‘Culture is a slow growing tree. In the beginning it needs protection. But after a couple of decades the culture will be stronger than you are. You need to work with it, not against it. Culture is a powerful but fragile thing. If you burn down the culture tree, it takes a long time to grown another one’.
Wally Bock
This might be less a blog than an extension of someone else’s metaphor; but a metaphor that creates for me the most vivid image.
Organisational culture is made of up many things. It includes our beliefs, values, behaviour, norms. The history, the narrative, the past and the present. How we do things around here. That which is shared. The way we collectively are.
Just like a tree, culture is strong, deep rooted, slow growing, but always changing. Trees bend, shed leaves, can be healthy or diseased. They may thrive, but even the strongest can be felled by the wind. Or someone can just take an axe to it and chop it down.
Whatever the organisation, most trees will outlast the individual leader.
We talk of the wisdom of the crowd. For me, the culture is the crowd, and the crowd is the culture. Culture is owned and created by everyone in the organisation: each individual leaf on the tree makes up the whole; who the organisation really is.
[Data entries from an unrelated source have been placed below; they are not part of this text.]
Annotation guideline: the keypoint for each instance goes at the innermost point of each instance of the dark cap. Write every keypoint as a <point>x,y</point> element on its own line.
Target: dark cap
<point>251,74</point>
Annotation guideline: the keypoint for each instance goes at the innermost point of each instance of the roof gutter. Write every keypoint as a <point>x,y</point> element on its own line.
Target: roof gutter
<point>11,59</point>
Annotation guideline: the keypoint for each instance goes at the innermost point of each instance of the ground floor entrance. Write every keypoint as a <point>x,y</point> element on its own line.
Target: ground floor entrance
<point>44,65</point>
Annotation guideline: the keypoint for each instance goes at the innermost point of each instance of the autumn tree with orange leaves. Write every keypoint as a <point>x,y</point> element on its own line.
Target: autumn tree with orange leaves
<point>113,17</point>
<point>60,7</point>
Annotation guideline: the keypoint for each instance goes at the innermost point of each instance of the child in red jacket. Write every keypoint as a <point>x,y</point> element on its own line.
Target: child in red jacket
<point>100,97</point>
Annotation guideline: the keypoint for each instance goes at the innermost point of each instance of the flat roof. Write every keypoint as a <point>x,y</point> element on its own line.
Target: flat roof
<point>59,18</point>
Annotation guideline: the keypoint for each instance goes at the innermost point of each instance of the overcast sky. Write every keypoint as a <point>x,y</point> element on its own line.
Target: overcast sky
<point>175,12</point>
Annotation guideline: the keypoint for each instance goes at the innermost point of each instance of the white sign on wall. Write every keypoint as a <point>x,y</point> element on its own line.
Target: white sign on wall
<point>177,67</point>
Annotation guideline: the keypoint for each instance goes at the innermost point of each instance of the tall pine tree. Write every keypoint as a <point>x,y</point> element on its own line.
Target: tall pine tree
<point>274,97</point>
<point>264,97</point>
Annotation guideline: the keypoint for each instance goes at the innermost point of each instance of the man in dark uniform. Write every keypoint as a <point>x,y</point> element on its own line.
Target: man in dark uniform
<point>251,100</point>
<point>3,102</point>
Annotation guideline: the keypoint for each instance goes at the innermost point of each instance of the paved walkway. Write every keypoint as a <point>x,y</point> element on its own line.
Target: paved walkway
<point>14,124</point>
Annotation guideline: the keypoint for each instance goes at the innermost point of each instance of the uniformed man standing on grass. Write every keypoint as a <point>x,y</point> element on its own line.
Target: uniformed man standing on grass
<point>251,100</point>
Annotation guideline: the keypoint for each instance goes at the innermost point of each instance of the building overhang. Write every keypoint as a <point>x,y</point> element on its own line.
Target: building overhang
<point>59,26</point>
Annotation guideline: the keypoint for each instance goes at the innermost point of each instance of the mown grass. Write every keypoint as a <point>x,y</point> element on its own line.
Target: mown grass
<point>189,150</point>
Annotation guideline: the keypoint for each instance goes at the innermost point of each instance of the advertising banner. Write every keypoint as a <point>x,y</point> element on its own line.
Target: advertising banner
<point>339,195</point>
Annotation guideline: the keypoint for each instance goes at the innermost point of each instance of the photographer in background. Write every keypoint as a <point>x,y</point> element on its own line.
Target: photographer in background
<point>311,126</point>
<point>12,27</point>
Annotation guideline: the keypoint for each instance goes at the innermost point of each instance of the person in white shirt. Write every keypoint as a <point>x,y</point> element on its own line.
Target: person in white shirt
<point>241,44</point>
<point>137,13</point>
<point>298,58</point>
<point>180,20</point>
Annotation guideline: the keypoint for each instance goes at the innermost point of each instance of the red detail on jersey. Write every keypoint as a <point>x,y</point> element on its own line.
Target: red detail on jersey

As leaders, we have a responsibility to tend our culture tree. Fail to look after it, fail to act, and the damage will be long lasting. We must never forget it isn’t about us, the short term decision, the immediate operational priority. Employees have long memories. They will not forget is you cut down your tree, ignore your espoused values, ignore who you say you are. In the challenging business environments that many of us face every day, we may forget that as leaders at the top of own trees we have the power to influence all the way down, through, around. Trees cast long shadows.
Look after your culture tree. Do not water it with fears, distrust, disconnection, poor communication, poor leadership, lest it bear a toxic fruit.
From A Poison Tree by William Blake
And I watered it with fears
Night and morning with my tears
And I sunned it with smiles
And with soft deceitful wiles
And it grew by day and night
Till it bore an apple bright
And my foe beheld it shine
And he knew that it was mine
And into my garden stole
When the night had veiled the pole
In the morning, glad, I see
My foe outstretched beneath the tree.